In an editorial in the BMJ in 1993 Evans explained why “motor vehicle crash” is an appropriate expression but “motor vehicle accident” is not: “The word crash indicates in a simple factual way what is observed, while accident seems to suggest in addition a general explanation of why it occurred without any evidence to support such an explanation.”4
https://www.bmj.com/content/322/7298/1320
I'm not proposing STW does the same as most of my bike crashes are accidental (meaning unintentional if not exactly unpredictable).
as most of my bike crashes are accidental
That's rather double standards.
Most car crashes are not intended, even if the cause could be considered predictable and preventable.
All of your bike crashes (and mine) are exactly same.😂
Oftentimes whilst archaic English, is mainly a creeping Americanism which I hear a lot and which I find annoying.*
See, the thing with ‘Americanisms’ is that they’re sometimes old English dating back to the 16-17th centuries that the early English settlers took with them and kept, whereas we adopted spellings from France, Germany and other cultures.
*Americans, and Canadians, get annoyed at ‘Englishisms’ that start creeping into their cultures. Get over yourself.
Oftentimes whilst archaic English, is mainly a creeping Americanism which I hear a lot and which I find annoying.*
See, the thing with ‘Americanisms’ is that they’re sometimes old English dating back to the 16-17th centuries that the early English settlers took with them and kept, whereas we adopted spellings from France, Germany and other cultures.
*Americans, and Canadians, get annoyed at ‘Englishisms’ that start creeping into their cultures. Get over yourself.
Pretty much this.
Similarly with referring to wheels as "hoops". No you absolute cretin, a hoop is a circle like a basketball hoop or a child's toy, you could even refer to a rim as a hoop (although you'd still sound like a ****). Once you put a hub in the middle and connect it all up with spokes, it ceases to be a hoop and it becomes... a WHEEL.
Similarly referring to tyres as 'corners', for example "These Goodyears were £80 a corner."
^^^for sure, but does that mean I shouldn't find re-imported Americanisms annoying? On which in relation to
No, it's "in your cinema on January the fourteenth" you plonkers
I'd meant to say just call it 1/14 meaning this ironically because I find US date formats similarly annoying (ala ninth of November? Either way messed it up).
That's regardless of whether or not we were doing the same in Anglo-Saxon times.
I think you mean "irregardlessfully".
The next phrase to annoy me will be "Happy New Year!"

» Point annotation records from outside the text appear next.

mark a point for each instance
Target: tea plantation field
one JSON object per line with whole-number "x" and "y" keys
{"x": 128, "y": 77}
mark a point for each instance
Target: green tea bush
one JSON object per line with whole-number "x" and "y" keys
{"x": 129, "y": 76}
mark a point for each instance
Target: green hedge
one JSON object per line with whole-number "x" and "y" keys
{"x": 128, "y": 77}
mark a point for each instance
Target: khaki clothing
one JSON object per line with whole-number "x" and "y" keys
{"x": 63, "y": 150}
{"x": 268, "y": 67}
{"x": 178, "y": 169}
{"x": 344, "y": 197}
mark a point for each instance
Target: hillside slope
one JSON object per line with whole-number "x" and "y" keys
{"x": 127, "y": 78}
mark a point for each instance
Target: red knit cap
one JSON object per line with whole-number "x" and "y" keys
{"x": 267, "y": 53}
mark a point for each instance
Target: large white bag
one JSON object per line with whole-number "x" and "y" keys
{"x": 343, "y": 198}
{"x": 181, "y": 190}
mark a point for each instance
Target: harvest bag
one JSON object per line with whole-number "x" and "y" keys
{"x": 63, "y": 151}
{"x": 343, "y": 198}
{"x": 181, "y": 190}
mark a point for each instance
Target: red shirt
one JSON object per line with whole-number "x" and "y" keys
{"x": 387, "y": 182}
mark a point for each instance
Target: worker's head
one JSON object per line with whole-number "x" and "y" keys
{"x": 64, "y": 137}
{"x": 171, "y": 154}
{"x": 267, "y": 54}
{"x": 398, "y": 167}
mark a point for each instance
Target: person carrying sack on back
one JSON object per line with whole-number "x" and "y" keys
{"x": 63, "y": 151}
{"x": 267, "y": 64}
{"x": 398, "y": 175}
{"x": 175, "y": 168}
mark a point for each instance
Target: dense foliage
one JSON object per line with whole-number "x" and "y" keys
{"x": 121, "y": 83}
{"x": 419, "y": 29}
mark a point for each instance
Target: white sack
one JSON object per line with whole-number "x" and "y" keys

Fair enough a couple of times, maybe when you go back to work and see your colleagues again after the Christmas break. But when people are still saying it in late January... Then it can get in the bin.
The next phrase to annoy me will be "Happy New Year!"
Fair enough a couple of times, maybe when you go back to work and see your colleagues again after the Christmas break. But when people are still saying it in late January... Then it can get in the bin.
Happy New Year! 🙂
Happy New Year!
Happy New Year!
Merry Christmas !
(oh, and "xmas")
Bonnie. When it prefixes the word Scotland.
See, the thing with ‘Americanisms’ is that they’re sometimes old English dating back to the 16-17th centuries that the early English settlers took with them and kept, whereas we adopted spellings from France, Germany and other cultures.
Why are you misattributing a four month old post? What I actually said was:
Really? I've only ever heard it used by Americans. I find it entirely unobjectionable.